Employers in New Jersey are responsible for ensuring their employees’ safety and well-being. In the event of work-related injuries, they’re liable under the New Jersey Workers’ Compensation (NJWC) Act to make sure that workers receive fair and timely compensation benefits. For their part, employees would be well served learning the subtle but important differences between a simple personal injury case and a work-related one.
If you get injured at work, the guidance of experienced New Jersey workers compensation attorneys would be invaluable in helping you understand what your legal options are.
What is workers’ compensation?
Workers who sustain work-related injury or illness are entitled to workers’ compensation, an employer-funded insurance that provides lost wage replacement, medical treatment, and permanent disability compensation to workers, as well as death benefits to the dependents of employees whose death resulted from work-related incidents.

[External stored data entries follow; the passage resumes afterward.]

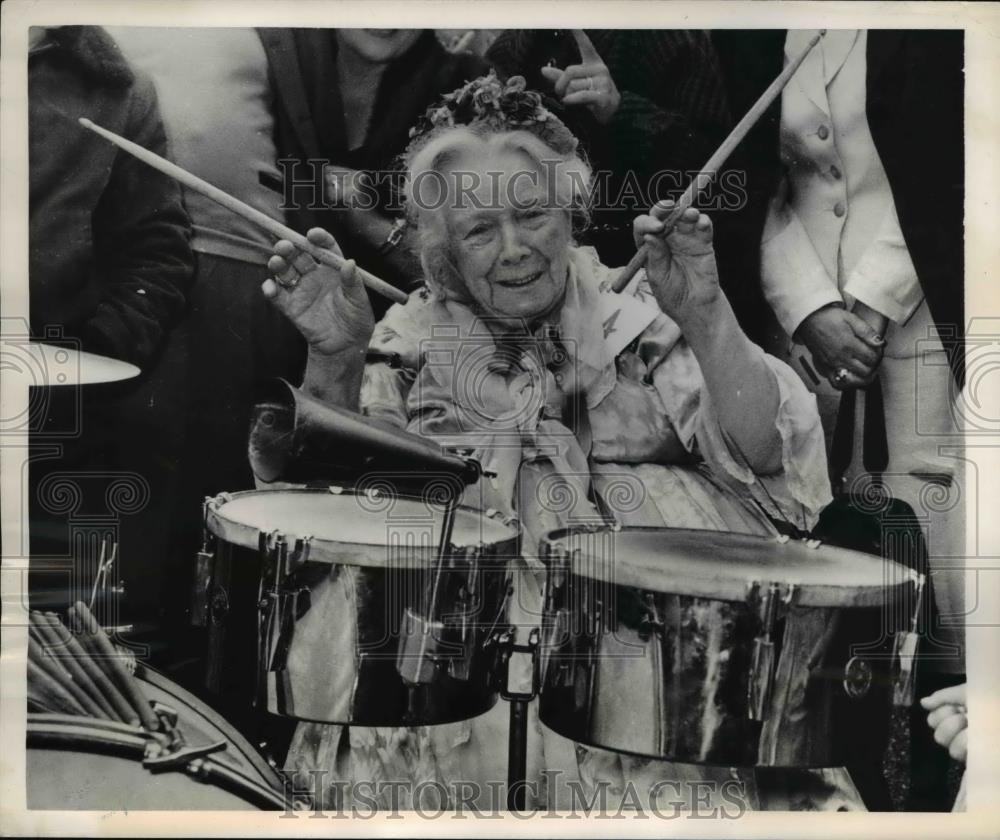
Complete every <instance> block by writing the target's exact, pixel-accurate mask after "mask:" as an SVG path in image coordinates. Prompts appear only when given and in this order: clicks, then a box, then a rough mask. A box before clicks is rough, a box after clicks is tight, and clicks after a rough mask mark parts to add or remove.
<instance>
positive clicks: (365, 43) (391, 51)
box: [337, 29, 420, 64]
mask: <svg viewBox="0 0 1000 840" xmlns="http://www.w3.org/2000/svg"><path fill="white" fill-rule="evenodd" d="M419 37H420V30H419V29H338V30H337V41H338V42H339V44H340V45H341V46H346V47H347V48H348V49H351V50H353V51H354V52H356V53H357V54H358V55H360V56H361V57H362V58H364V59H366V60H367V61H370V62H372V63H374V64H386V63H388V62H390V61H394V60H395V59H397V58H399V57H400V56H401V55H402V54H403V53H405V52H406V51H407V50H408V49H409V48H410V47H412V46H413V45H414V44H415V43H416V42H417V38H419Z"/></svg>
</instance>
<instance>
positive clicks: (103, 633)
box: [70, 601, 160, 732]
mask: <svg viewBox="0 0 1000 840" xmlns="http://www.w3.org/2000/svg"><path fill="white" fill-rule="evenodd" d="M73 611H75V612H76V616H77V618H78V619H79V620H80V622H81V624H82V625H83V629H84V630H85V631H86V632H87V633H89V634H90V637H91V638H92V639H93V640H94V642H95V643H96V645H97V648H98V650H99V651H100V653H101V662H102V664H104V665H105V667H107V668H109V669H110V671H111V674H112V677H113V678H114V680H115V682H116V683H117V684H118V687H119V688H120V689H121V690H122V693H123V694H124V695H125V697H126V699H127V700H128V701H129V703H130V704H131V705H132V708H134V709H135V711H136V712H137V713H138V715H139V718H140V720H141V721H142V727H143V729H148V730H149V731H150V732H155V731H156V730H158V729H159V728H160V721H159V719H158V718H157V717H156V714H155V713H154V712H153V707H152V706H151V705H150V704H149V698H147V697H146V695H145V694H144V693H143V691H142V689H141V688H140V687H139V683H138V682H137V681H136V680H135V679H134V678H133V677H132V675H131V674H130V673H129V672H128V671H127V670H126V669H125V666H124V665H123V664H122V661H121V656H120V655H119V653H118V651H116V650H115V649H114V647H113V646H112V645H111V642H110V640H109V639H108V637H107V636H106V635H105V634H104V630H102V629H101V625H100V624H98V623H97V619H96V618H94V616H93V614H92V613H91V612H90V610H89V609H87V605H86V604H85V603H83V601H77V602H76V604H75V605H74V606H72V607H70V612H71V613H72V612H73Z"/></svg>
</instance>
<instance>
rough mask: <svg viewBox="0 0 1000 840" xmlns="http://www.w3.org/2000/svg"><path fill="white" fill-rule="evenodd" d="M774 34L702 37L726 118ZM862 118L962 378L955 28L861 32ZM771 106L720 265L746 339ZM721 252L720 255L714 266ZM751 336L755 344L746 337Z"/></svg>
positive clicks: (778, 36) (752, 145)
mask: <svg viewBox="0 0 1000 840" xmlns="http://www.w3.org/2000/svg"><path fill="white" fill-rule="evenodd" d="M785 35H786V33H785V31H784V30H752V31H739V30H717V31H715V32H713V34H712V38H713V41H714V42H715V45H716V50H717V52H718V54H719V60H720V62H721V64H722V68H723V73H724V74H725V77H726V85H727V91H728V95H729V101H730V106H731V108H732V110H733V113H734V114H735V115H736V116H740V115H742V114H743V113H745V112H746V111H748V110H749V109H750V106H751V105H752V104H753V103H754V101H755V100H756V99H757V97H759V96H760V94H761V93H762V92H763V91H764V89H765V88H766V87H767V85H768V84H769V83H770V82H771V81H772V80H773V79H774V77H775V76H777V75H778V74H779V73H780V72H781V70H782V67H783V64H784V43H785ZM867 60H868V72H867V112H868V122H869V125H870V127H871V132H872V137H873V138H874V141H875V146H876V148H877V149H878V152H879V156H880V157H881V159H882V163H883V165H884V166H885V170H886V174H887V176H888V178H889V183H890V185H891V187H892V194H893V199H894V201H895V204H896V211H897V213H898V215H899V221H900V226H901V228H902V231H903V236H904V238H905V239H906V245H907V248H908V249H909V251H910V256H911V258H912V259H913V264H914V267H915V268H916V270H917V275H918V277H919V279H920V284H921V287H922V288H923V290H924V294H925V296H926V298H927V304H928V306H929V308H930V311H931V314H932V316H933V318H934V321H935V323H936V324H937V328H938V331H939V333H940V334H941V339H942V342H943V343H944V345H945V349H946V350H948V351H949V358H950V359H951V363H952V371H953V373H954V375H955V377H956V380H957V381H958V382H959V383H961V382H962V381H963V379H964V369H963V368H964V359H963V353H964V351H963V349H962V345H963V342H964V333H965V328H964V325H965V312H964V277H965V275H964V254H963V247H964V224H963V219H964V209H963V206H964V205H963V202H964V181H965V165H964V121H963V101H964V73H963V67H964V41H963V33H962V32H961V30H930V29H926V30H870V31H869V32H868V51H867ZM780 119H781V100H780V98H779V99H778V101H776V102H775V103H774V105H772V106H771V108H770V109H769V110H768V112H767V114H766V115H765V116H764V118H763V119H761V121H760V122H759V123H758V124H757V126H756V127H755V128H754V130H753V131H751V132H750V134H749V136H748V137H747V138H746V140H745V141H744V143H743V145H742V148H741V149H740V153H739V157H738V161H739V164H738V165H740V166H743V167H745V168H746V171H747V192H748V201H747V204H746V206H745V207H744V208H742V209H741V210H739V211H738V212H736V213H734V214H732V216H733V218H732V219H731V220H729V224H728V225H727V233H728V234H729V235H730V236H731V239H730V240H729V241H718V242H717V247H718V248H719V249H720V252H721V251H726V262H727V263H728V265H729V266H732V267H733V269H734V270H739V269H742V270H741V278H740V281H739V286H740V288H739V289H738V290H737V292H736V293H735V297H736V300H735V301H734V305H735V306H736V308H737V311H738V314H739V315H740V317H741V321H742V322H743V323H744V327H745V328H746V329H748V330H749V331H752V330H754V329H755V325H756V326H757V327H759V324H761V323H764V322H765V319H764V318H763V316H762V315H761V313H762V312H763V309H762V307H764V306H766V303H765V302H764V300H763V295H762V293H761V287H760V260H759V251H760V240H761V235H762V233H763V230H764V222H765V220H766V218H767V207H768V201H769V199H770V197H771V195H772V194H773V192H774V189H775V187H776V185H777V183H778V181H779V179H780V177H781V174H782V170H781V161H780V159H779V141H778V131H779V124H780ZM721 256H722V254H721V253H720V261H721ZM755 337H757V338H760V337H759V336H755Z"/></svg>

In New Jersey, all employers must have workers’ compensation insurance, either through a private insurance carrier or by being self-insured. The same applies to out-of-state companies in instances where an employment contract is entered into in New Jersey and for those whose work is done in New Jersey.
If you’re an employee in New Jersey, you must understand workers’ compensation that you’re entitled to.
- Lost wages
Suppose you’re temporarily unable to perform your job due to a work-related injury but are expected to recover, you’re entitled to temporary disability benefits, which may include commissions, bonuses, tips, and other similar compensation. In the event of permanent impairment or one that leads to total permanent disability, you’re entitled to permanent disability benefits, which are typically paid weekly and require the worker to show that he or she remains totally disabled.
- Medical treatment
This covers all hospitalization services and prescriptions related to the injury. In providing medical treatment benefits, the insurance carrier or a self-insured employer can select the healthcare provider that will treat the injured worker. However, employers may instruct employees to choose their healthcare provider in some cases.
- Death benefits
When workers die due to a work-related injury or illness, their dependents may be entitled to receive death benefits, which may include the weekly wages of the deceased as well as hospitalization and burial expenses.
Workers’ compensation exceptions
Workers’ compensation claims are generally guided by the principle that the accident resulting in injury must have happened while the employee was performing his or her duties or carrying out tasks on behalf of the employer. Note that certain exceptions apply such as when:
- The injury was self-inflicted.
- A worker was attempting to harm a coworker.
- The employee violated safety rules.
- The employee was intoxicated.
Suing an employer in New Jersey for a work injury
Under NJWC law, workers are typically not allowed to sue their employers for negligence because workers’ compensation is essentially a “no-fault” insurance program. That means the employees are eligible for compensation even if they’re culpable in the incident that resulted in injuries. In exchange, employees agree not to sue for negligence, whether for temporary or permanent injuries.
However, there are certain circumstances that will allow you to sue your employer or a third party in the event of an injury. These exceptions apply:
- In defamation and sexual assault cases;
- If your employer intentionally harmed you; and
- If you sustain work-related injuries and you find out that your employer doesn’t have insurance.
In any case, it’s best to seek legal counsel to ensure you get what you’re rightfully owed.